J'hésitais un bref instant, voulant dire à Saori ma façon de penser mais sentant mon frère désireux de partir, je suivis Hyôga et les autres. Nous marchâmes longtemps jusqu'à ce que Shun s'arrête puis il s'assit dans un champ de fleur.

- Où sommes-nous à votre avis? demanda alors Shiryu en regardant autour de lui.
- Loin du Sanctuaire, c'est tout ce qui compte, répliquais-je.

J'étais encore énervé. Je rencontrais le regard de Hyôga et je vis qu'il partageait mon sentiment. Je regardais subrepticement Shun. Je ne voulais pas qu'il se fasse du soucis pour ça. Je regardais de nouveau Hyôga, lui demandant silencieusement de ne rien dire. Il acquiesça.

Nous restâmes silencieux un long moment puis je me rendis compte que le soleil se couchait. Je vis mes frères lever la tête vers les étoiles, cherchant probablement réconfort auprès de leurs constellations. Pour ma part, je savais que la mienne n'étais pas visible mais je m'allongeais tout de même, posant mes yeux sur la constellation de notre frère disparu. La constellation de Pégase m'avait toujours parut très lumineuse mais plus maintenant. Elle était quand même là, prodiguant sa faible mais rassurante lueur.

- J'ai l'impression d'entendre son rire… murmura Shiryu

Je tournais le visage pour le regarder. Shun posa une main réconfortante sur son bras mais Shiryu ne semblait pas mélancolique.

- Ce ne sont pas des souvenirs tristes, reprit-il comme pour confirmer mes pensées. On doit se souvenir que des bons moments. De ses sautes d'humeurs, de sa fougue, de son courage…

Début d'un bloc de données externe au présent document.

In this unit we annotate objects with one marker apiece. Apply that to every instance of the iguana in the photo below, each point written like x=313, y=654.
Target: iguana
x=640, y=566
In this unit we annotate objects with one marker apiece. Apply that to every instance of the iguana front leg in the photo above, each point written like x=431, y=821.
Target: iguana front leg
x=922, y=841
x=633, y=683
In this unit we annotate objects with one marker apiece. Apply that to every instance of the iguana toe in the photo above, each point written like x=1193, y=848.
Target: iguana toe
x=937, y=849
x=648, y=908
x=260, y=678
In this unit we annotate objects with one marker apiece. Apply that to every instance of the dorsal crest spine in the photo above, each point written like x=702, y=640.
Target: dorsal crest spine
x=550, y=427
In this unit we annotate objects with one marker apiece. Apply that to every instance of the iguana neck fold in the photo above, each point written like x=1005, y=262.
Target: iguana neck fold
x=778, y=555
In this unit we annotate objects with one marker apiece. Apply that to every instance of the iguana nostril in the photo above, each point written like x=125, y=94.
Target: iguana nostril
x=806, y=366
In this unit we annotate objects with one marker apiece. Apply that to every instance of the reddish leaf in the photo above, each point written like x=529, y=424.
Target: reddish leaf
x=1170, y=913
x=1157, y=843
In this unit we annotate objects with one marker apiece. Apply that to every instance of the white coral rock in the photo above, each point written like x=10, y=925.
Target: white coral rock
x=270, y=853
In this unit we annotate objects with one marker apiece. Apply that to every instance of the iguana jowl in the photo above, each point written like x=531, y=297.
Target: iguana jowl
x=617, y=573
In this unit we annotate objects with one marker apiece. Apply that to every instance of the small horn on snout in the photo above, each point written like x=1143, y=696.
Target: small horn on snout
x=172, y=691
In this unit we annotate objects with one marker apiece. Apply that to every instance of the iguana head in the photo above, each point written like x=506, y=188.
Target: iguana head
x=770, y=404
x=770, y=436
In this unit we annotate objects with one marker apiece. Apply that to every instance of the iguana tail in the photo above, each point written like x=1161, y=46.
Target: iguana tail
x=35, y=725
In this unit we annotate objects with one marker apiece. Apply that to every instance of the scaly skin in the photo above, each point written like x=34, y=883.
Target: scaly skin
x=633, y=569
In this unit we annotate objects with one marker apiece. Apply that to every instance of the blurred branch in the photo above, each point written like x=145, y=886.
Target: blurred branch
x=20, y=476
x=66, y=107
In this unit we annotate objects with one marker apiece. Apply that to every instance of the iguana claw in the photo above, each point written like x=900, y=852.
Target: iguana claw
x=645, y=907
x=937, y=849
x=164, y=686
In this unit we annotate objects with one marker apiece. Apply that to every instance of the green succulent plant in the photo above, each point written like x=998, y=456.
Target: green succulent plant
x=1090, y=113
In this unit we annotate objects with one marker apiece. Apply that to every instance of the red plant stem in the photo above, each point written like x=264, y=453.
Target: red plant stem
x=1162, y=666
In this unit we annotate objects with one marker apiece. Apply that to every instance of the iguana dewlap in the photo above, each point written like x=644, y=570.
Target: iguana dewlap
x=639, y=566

Je crois qu'en cet instant, nous nous souvinrent tous des moments que nous avions vécut avec Seiya. Shiryu continua de parler et je me mis à compléter ses anecdotes, rejoint bientôt par Hyôga. Bizarrement, parler du passé apaisa mon âme tourmentée. Je ne réalisais que maintenant que la perte de Seiya n'avait pas été dure uniquement pour mes frères mais pour moi également. La clarté de Pégase s'accrut imperceptiblement en signe d'adieu. Silencieusement, je lui rendis son adieu. Lorsque l'aube se leva, je me redressais, éprouvant le besoin d'aller ailleurs.

- Je n'ai pas envi de retourner au manoir tout de suite, leur dis-je.

Je ne savais pas comment ils allaient réagir mais j'avais subitement envi de passer un moment seul avec mes frères. Lorsque j'osais enfin affronté leur regard, je constatais qu'ils étaient du même avis que moi. Après une brève discussion, Hyôga nous proposa d'aller en Sibérie. Nous approuvâmes. Tandis qu'on se mettait en marche, je retiens Hyôga.

- Tu es sûr que c'est une bonne idée? lui demandais-je.
- Il faudra bien qu'un jour je fasse aussi leur deuil, me répondit-il en haussant les épaules.

Je fus rassuré et nous partîmes pour la Sibérie. Moi qui était habitué à la chaleur des volcans, je constatais avec soulagement que le froid ne m'était pas trop pénible. Cela me fit même du bien. Nous restâmes là-bas une semaine environ puis nous décidâmes de retourner au manoir.

Devant les grilles du manoir, je su que je n'avais rien à y faire. Je regardais Shun, indécis. Celui-ci me sourit en signe de compréhension. Je leur dis au revoir silencieusement puis m'éloigna sans regarder en arrière.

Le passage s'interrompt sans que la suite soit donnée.